A year ago, when we were all sequestered at home and evenings spent sipping cocktails at our favorite bar were eschewed in favor of staying home—and alive—the cocktail of the summer was a Negroni packed with ice and a sliver of lemon zest. This summer, again choosing to imbibe on our front porch due to the risk of the Delta virus, the cocktail of choice is the Daiquiri, accompanied by Dave reading me the weather report from Rivière Blanche.
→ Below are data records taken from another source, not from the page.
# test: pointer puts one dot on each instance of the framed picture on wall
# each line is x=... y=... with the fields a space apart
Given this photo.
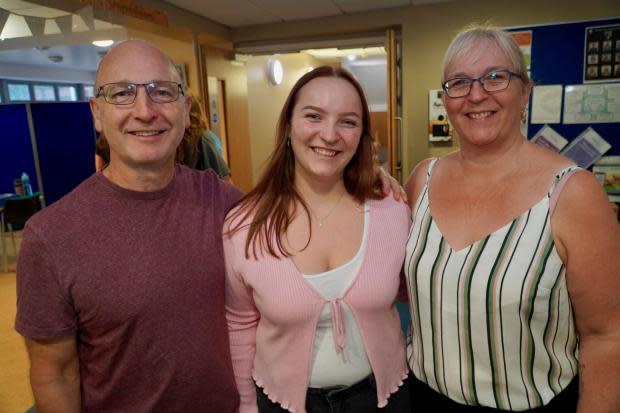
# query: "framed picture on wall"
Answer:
x=602 y=54
x=182 y=72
I've always thought of daiquiris as being big, slushy tropical drinks laced with rum and decorated with tropical fruit, more often than not served with that prerequisite decoration for tropical cocktails, a tiny paper umbrella. Which may be a misperception, at least according to my 1981 reprint of the original 1946 Trader Vics Book of Food & Drink.

Constantino (standing) at La Florida Bar; Hemingway is on his right.

Various sources, including Trader Vic's book, lay its origin to Cuba. Not unusually in the history of cocktails, credit for creating the drink itself seems to be clouded. Wikipedia claims its inventor was "an American mining engineer named Jennings Cox, who was in Cuba at the time of the Spanish-American War" and that it was introduced to clubs in New York City by "William A. Chanler, a U.S. congressman who purchased the Santiago iron mines in 1902."

Trader Vic's sidesteps the issue of the daiquiri's creator, but refers to "Constantino of La Florida Bar in Havana perfected this one and it is to his credit that this one rum cocktail competes in popularity with the old standbys such as Martinis, Manhattans and Old-Fashioneds." The book goes on to give four of Constantino's variations on the daiquiri, numbered 1 through 4 in turn, numbers three and four of which have instructions to "serve frappé." Though there's no mention which one Hemingway preferred, it was his favorite cocktail and legend has it that on occasion he downed a dozen in a sitting.

From "Who’s Who Havana Cuba" magazine, July 14, 1938.

It then gives a recipe for the Trader Vic's daiquiri, which bears the special insignia of a tiny palm tree with a T on one side of the trunk and a V on the other. The front of the book quaintly states that "recipes so marked are original and may not be reprinted without permission from the author." So, much as I would love to share it, I won't.

Luckily for me, though, like Constantino, my husband Dave has created his own version of the daiquiri. A classic three-ingredient cocktail, it substitutes dark rum—we prefer Mount Gay or Plantation over Bacardi or Myers's—for the usual light rum and uses demerara sugar for the simple syrup rather than cane sugar. Shake one up and see if you don't agree with Papa that it makes other people much more interesting.

Good Stuff NW House Daiquiri

2 oz. dark rum
Juice of 1/2 lime
1 oz. simple syrup (stir equal amounts demerara sugar and cold water until dissolved)

Shake with ice; strain into cocktail glass or coupe. Makes one cocktail.